Nuclear Museum Logo
Nuclear Museum Logo

National Museum of Nuclear Science & History

Lydia Martinez’s Interview (2009)

Manhattan Project Locations:

Lydia Martinez, from the neighboring community of El Rancho, worked at Los Alamos in various jobs during and after the Manhattan Project. She first worked as a baby-sitter and housekeeper for families such as the Fermis, Tellers, and Critchfields. She was also a junior technician in the X-7 group. After the war, she remained at Los Alamos National Laboratory, working in various units and finally retiring as a property administrative specialist. In this interview, she remembers her duties at Los Alamos and what it was like to be one of the younger women who worked there. She describes how she continued to keep ties with various families over the years, and recalls how she received the Laboratory’s Distinguished Performance Award.

Date of Interview:
September 12, 2022
Location of the Interview:

Transcript:

[Thanks to David Schiferl and Willie Atencio for recording this interview and providing a copy to the Atomic Heritage Foundation.]

Willie Atencio: Lydia, where are you from?
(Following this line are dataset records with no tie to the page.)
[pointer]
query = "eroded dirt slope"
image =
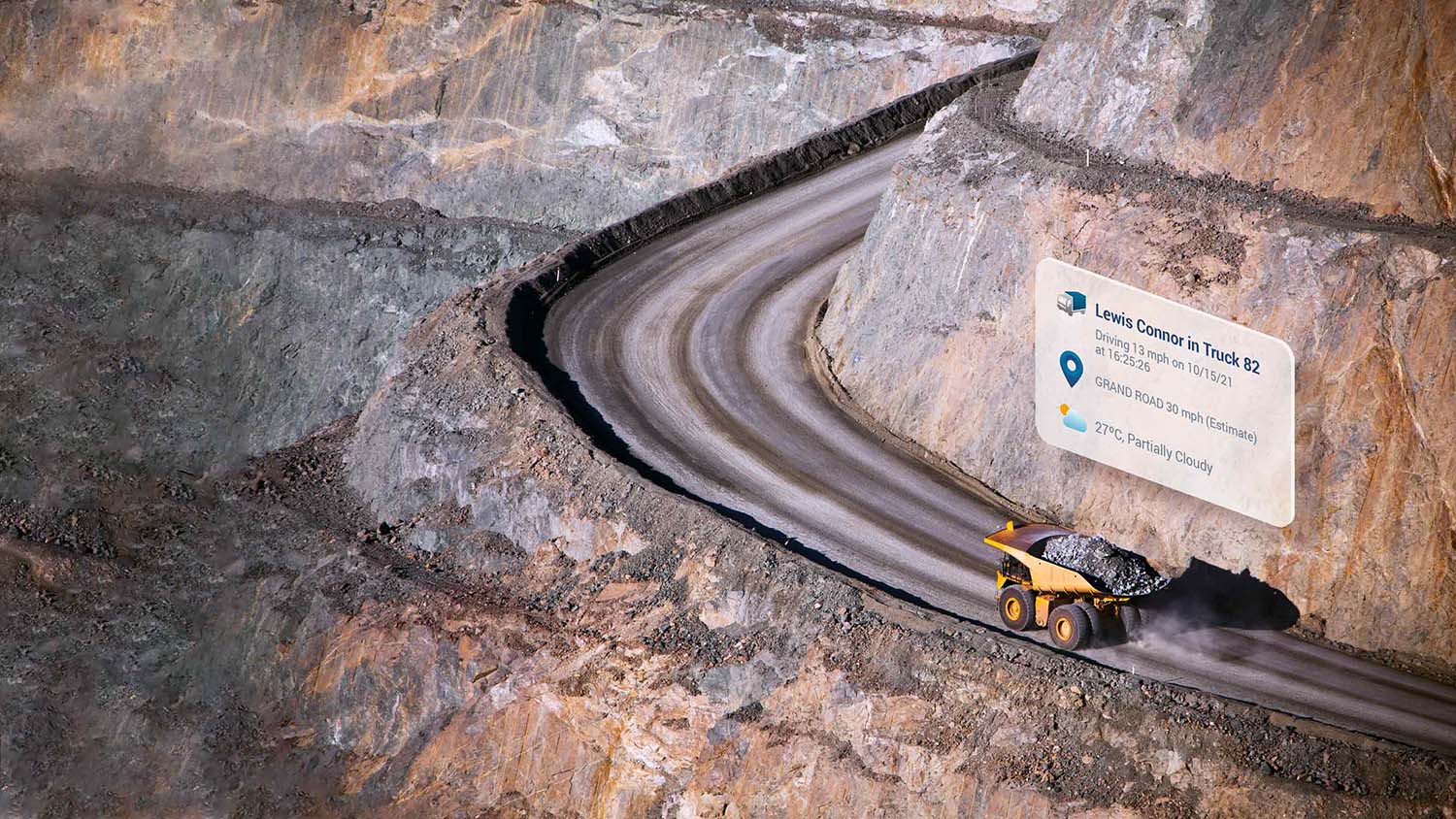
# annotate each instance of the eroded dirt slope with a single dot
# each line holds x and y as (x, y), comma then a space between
(935, 313)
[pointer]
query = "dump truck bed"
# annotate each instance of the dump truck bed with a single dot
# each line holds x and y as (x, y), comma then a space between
(1024, 542)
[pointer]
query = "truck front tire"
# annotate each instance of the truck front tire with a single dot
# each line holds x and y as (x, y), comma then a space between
(1018, 608)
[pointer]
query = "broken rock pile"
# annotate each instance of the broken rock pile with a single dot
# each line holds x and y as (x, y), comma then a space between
(1117, 571)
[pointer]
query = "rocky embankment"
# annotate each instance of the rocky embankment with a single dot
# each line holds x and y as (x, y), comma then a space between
(532, 630)
(935, 311)
(552, 114)
(165, 329)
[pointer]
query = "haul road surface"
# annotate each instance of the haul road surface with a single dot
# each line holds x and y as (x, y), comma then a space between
(692, 348)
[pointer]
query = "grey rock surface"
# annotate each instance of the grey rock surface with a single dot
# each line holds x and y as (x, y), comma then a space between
(189, 332)
(553, 114)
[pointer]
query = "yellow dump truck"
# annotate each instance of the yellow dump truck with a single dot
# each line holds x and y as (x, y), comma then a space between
(1033, 592)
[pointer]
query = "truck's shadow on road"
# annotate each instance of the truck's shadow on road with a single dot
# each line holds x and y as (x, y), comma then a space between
(1206, 597)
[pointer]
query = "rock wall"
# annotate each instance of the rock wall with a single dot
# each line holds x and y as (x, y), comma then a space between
(186, 332)
(553, 114)
(934, 314)
(1348, 101)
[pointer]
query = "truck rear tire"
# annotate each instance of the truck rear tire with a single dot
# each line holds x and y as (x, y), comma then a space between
(1132, 620)
(1018, 608)
(1069, 627)
(1095, 620)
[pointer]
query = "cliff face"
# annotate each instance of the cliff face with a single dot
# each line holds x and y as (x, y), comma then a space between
(552, 114)
(935, 314)
(1348, 101)
(188, 331)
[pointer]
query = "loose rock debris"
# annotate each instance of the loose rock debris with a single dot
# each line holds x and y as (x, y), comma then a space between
(1115, 569)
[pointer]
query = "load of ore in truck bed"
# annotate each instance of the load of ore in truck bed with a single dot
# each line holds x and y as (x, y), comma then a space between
(1117, 571)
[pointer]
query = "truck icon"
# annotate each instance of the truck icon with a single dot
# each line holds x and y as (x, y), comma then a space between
(1072, 303)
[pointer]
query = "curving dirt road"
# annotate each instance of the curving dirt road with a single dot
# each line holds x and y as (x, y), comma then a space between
(693, 351)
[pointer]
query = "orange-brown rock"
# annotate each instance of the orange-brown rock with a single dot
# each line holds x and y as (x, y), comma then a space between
(1344, 101)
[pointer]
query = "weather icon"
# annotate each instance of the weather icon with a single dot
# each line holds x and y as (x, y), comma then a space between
(1074, 419)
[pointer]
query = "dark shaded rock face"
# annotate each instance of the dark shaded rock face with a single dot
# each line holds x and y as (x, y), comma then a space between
(1347, 101)
(552, 114)
(156, 328)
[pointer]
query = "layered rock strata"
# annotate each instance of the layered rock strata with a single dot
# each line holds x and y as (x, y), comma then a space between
(1347, 101)
(935, 314)
(553, 114)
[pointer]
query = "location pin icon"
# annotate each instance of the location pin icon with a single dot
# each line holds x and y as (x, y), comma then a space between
(1071, 367)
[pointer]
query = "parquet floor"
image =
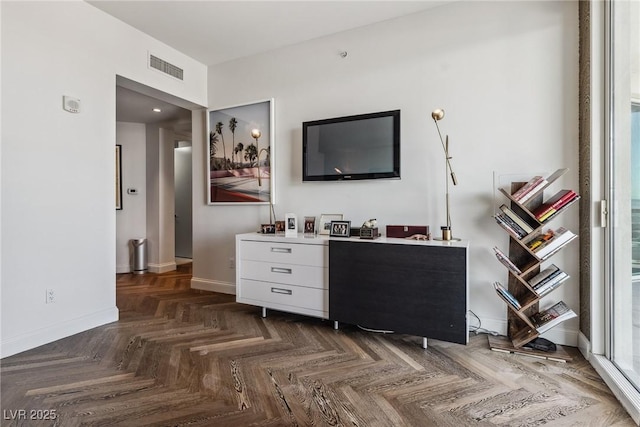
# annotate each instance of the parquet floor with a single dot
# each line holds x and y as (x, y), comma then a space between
(180, 357)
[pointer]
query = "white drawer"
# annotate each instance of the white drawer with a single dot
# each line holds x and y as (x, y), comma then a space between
(292, 274)
(287, 253)
(284, 297)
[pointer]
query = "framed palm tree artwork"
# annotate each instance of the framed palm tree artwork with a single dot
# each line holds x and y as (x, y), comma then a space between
(240, 154)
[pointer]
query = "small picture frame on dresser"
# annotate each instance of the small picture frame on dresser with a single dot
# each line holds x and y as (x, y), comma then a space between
(280, 227)
(324, 227)
(309, 225)
(291, 225)
(340, 229)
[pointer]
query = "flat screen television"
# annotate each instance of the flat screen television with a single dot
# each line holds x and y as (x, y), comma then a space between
(364, 146)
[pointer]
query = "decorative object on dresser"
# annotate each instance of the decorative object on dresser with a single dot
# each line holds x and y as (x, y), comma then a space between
(369, 229)
(417, 232)
(325, 222)
(268, 228)
(340, 229)
(447, 233)
(407, 286)
(240, 171)
(280, 227)
(291, 225)
(531, 243)
(309, 225)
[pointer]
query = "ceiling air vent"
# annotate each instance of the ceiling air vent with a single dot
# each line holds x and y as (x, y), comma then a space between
(165, 67)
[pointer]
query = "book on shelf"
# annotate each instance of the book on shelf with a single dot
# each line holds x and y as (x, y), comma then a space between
(552, 284)
(516, 218)
(533, 191)
(509, 225)
(547, 319)
(507, 295)
(554, 204)
(560, 237)
(504, 259)
(540, 240)
(543, 275)
(517, 195)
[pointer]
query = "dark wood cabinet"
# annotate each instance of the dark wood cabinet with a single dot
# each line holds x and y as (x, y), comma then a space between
(416, 288)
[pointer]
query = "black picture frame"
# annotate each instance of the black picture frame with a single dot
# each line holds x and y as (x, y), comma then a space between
(340, 229)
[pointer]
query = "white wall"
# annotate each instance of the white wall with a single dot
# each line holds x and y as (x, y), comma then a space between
(506, 74)
(160, 199)
(58, 215)
(131, 220)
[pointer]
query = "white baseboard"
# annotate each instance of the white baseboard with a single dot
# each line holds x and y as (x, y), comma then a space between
(162, 268)
(121, 269)
(57, 331)
(213, 286)
(584, 345)
(624, 391)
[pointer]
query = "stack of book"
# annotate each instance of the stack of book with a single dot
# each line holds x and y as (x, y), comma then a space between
(561, 199)
(529, 189)
(550, 241)
(547, 319)
(507, 296)
(504, 259)
(547, 280)
(512, 222)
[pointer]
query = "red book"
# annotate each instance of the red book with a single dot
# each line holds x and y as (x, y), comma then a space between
(560, 199)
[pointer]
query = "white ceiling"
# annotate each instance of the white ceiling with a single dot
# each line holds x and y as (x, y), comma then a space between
(216, 31)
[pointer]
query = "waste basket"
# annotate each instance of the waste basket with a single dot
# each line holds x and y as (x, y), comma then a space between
(139, 248)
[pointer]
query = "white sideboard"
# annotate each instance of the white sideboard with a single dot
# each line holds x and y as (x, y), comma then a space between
(408, 286)
(283, 273)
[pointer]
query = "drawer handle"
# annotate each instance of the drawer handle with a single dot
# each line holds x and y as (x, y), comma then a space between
(281, 250)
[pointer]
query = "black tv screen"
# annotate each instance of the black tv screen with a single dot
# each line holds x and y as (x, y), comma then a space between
(364, 146)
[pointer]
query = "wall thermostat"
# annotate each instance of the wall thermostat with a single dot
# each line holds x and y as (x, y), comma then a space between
(70, 104)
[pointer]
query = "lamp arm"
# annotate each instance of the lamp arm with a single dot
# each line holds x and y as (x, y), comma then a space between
(445, 147)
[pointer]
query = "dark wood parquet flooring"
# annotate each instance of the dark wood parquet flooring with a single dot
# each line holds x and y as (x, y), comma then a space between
(181, 357)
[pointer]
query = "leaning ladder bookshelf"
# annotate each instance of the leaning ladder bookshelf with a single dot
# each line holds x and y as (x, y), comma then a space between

Where were you born?

Lydia Martinez: I was born in El Rancho, close to San Ildefonso Pueblo.

Atencio: When was the first time you went to Los Alamos?

Martinez: I would have gone there in 1943. I worked as a babysitter, and I also cleaned some houses. I remember the Fermis. I worked with them. They had a daughter named Nella and [a son named] Giulio, and I became friends with them. They were a lot younger. They lived right across from the [Carroll “Red” and Helen] Gordons in a Sundt apartment. They were just right across the hall from the Gordons.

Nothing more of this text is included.